Investment Banking Data Analysis Tools
EDGAR gives you just the facts. The SEC puts almost no effort into getting the data into a format that’s easy for investment bankers to analyze. And that’s by design. EDGAR is built to simply be a central storage place for all the documents filed by companies and investors.
Investment bankers need much more than comes out of EDGAR. Reading a regulatory filing word by word like a book isn’t how analysis is done. The numbers must be examined and dissected, and making this happen takes some data mining.

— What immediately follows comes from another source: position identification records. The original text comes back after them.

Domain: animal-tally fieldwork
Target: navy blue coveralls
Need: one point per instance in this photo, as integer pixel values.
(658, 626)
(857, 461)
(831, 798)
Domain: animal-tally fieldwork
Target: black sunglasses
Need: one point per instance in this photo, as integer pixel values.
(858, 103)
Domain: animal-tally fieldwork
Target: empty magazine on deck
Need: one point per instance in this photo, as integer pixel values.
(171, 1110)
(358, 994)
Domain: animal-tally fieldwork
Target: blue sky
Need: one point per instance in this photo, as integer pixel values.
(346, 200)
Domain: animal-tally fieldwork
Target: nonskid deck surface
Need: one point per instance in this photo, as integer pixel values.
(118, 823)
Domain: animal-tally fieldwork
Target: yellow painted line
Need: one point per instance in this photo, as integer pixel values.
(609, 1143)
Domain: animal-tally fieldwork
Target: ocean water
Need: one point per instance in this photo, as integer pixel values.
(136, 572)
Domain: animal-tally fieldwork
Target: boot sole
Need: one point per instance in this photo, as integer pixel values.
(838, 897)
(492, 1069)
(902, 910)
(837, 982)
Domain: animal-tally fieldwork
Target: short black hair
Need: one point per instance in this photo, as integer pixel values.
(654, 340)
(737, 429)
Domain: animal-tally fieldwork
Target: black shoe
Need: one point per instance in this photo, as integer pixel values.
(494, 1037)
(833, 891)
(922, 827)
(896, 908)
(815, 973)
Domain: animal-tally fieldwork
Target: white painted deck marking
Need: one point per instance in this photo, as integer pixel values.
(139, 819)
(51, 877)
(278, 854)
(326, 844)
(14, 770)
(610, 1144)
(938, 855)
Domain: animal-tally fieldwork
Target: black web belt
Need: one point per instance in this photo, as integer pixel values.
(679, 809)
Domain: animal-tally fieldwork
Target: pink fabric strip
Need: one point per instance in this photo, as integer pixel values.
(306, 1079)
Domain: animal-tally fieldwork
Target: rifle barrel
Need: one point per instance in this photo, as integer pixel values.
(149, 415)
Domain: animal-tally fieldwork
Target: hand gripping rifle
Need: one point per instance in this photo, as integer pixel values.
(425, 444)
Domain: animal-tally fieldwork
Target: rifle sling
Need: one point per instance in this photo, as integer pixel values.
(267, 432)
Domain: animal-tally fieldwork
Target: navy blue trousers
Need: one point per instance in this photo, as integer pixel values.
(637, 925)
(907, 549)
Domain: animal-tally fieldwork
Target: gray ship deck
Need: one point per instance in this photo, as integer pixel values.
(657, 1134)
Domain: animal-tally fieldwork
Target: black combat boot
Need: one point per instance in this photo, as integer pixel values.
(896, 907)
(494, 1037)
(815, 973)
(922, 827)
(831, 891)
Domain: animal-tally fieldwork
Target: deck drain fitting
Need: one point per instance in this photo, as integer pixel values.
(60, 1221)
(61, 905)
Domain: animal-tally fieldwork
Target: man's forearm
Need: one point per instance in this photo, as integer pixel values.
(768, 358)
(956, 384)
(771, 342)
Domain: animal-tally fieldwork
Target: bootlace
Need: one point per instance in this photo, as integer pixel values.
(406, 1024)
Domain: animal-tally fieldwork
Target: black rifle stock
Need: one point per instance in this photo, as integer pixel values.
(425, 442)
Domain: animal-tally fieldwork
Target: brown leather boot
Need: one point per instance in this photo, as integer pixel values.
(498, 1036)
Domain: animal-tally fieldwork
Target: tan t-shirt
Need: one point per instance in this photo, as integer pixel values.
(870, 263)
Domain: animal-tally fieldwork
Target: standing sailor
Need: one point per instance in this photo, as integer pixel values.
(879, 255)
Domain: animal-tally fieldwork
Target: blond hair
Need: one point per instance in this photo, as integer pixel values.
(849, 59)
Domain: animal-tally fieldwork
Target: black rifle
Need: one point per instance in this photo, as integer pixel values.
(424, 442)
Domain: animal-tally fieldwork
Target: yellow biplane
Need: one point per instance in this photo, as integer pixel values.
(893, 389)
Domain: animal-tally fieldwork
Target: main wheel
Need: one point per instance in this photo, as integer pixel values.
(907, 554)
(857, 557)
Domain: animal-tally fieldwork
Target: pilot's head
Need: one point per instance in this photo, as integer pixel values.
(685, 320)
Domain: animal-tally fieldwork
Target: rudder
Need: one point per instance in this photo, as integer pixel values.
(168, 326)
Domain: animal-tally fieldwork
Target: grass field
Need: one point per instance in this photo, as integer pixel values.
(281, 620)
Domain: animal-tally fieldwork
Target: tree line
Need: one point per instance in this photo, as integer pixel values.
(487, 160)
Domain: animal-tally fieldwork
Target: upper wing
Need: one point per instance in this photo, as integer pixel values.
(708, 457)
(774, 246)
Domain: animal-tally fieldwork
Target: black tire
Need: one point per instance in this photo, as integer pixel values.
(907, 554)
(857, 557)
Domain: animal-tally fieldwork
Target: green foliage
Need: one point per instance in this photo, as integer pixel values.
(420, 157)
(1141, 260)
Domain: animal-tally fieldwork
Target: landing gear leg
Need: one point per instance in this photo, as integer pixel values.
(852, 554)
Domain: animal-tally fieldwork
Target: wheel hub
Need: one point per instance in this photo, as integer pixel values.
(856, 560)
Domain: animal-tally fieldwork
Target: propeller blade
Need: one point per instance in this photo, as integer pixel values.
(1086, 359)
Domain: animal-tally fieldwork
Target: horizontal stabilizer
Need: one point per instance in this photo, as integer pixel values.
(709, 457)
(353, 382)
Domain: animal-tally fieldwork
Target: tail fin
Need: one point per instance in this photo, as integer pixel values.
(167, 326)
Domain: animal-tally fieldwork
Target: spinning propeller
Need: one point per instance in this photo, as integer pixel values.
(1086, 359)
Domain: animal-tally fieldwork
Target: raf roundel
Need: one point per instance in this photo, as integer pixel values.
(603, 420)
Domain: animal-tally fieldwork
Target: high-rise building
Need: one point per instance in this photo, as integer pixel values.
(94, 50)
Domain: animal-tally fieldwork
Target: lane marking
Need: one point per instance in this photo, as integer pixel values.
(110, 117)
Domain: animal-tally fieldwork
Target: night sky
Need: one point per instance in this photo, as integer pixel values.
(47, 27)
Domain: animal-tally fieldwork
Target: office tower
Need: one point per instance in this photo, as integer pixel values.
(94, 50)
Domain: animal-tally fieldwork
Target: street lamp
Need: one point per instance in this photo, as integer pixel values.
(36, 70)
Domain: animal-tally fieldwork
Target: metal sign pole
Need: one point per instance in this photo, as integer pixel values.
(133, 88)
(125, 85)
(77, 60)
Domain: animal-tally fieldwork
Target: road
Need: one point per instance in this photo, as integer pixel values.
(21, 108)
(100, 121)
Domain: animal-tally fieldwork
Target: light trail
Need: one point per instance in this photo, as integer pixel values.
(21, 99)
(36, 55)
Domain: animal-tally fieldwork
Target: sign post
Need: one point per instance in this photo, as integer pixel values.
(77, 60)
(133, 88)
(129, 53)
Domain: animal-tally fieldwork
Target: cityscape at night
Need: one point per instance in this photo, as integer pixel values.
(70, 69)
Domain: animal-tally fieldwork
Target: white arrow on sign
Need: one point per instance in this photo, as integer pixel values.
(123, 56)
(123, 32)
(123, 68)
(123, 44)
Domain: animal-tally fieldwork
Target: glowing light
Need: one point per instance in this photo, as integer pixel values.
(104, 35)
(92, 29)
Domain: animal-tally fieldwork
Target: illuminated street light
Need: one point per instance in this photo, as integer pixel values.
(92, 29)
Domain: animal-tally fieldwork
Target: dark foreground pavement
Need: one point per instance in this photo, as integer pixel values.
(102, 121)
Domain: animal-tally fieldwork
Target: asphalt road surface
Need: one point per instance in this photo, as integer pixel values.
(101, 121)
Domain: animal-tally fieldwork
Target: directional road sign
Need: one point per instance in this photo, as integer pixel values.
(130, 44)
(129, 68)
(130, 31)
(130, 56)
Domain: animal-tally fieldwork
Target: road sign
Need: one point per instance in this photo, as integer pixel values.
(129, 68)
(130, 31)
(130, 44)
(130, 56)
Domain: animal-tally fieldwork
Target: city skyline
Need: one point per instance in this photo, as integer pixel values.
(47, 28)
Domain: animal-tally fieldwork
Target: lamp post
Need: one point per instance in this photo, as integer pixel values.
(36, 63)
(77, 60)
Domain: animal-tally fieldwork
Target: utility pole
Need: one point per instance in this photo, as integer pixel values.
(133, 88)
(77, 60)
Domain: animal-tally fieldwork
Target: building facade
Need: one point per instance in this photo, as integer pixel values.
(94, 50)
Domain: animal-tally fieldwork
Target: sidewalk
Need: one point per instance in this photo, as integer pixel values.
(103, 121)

But before you start building complex mathematical formulas and spreadsheets, it’s always a good idea to see if you’re able to get the data you need from a pre-built system. Here are examples from three of the most dominant players in the business that do much of the analysis of EDGAR data:
Bloomberg: If knowledge is power on Wall Street, then investment bankers’ go-to weapon is their Bloomberg machine. These devices, which you see perched on many investment bankers’ desks, pull financial data from thousands of sources, including from EDGAR. All the data are organized and accessible with just a few keystrokes.
You can find data about the specific company you’re examining, but also the stock and bond data of the company’s competitors. If you work at a firm that has Bloomberg access, you’ll most likely be able to extract the data you need there.
S&P Capital IQ: Standard & Poor’s is a household name, but when it comes to ranking the creditworthiness of companies and governments, it’s becoming more well known when it comes to data services.
S&P Capital IQ is a web-based financial information system that provides in-depth access to just about anything you’d want to know about companies. The system calculates various financial ratios. S&P Capital IQ is especially good at pulling data out of EDGAR and presenting it in a way that makes analysis easy.
Thomson Reuters: This data service has a long history of being invaluable for investment bankers, especially in Europe. It, too, contains a wealth of knowledge from companies, and if your office has access to the system, you can save yourself lots of time by pulling the data out here.
Keep in mind that Bloomberg, S&P Capital IQ, and Thomson Reuters are all, first and foremost, professional products. The subscription fees for these services are pretty steep, because they’re not designed for consumer use. But if you work at a bank, brokerage firm, or investment banking operation, most likely you can gain access to one of these three systems.
Even if your workplace doesn’t have Bloomberg or Thomson Reuters access, you can still gain from their wealth of information. Both Bloomberg and Thomson Reuters operate robust public websites that contain a good helping of aggregated data from EDGAR.
Thomson Reuters’s website is particularly good at providing investors with a bevy of commonly used financial ratios. You can save yourself a ton of time by looking up financial ratios on Thomson Reuters’s site as opposed to calculating them yourself.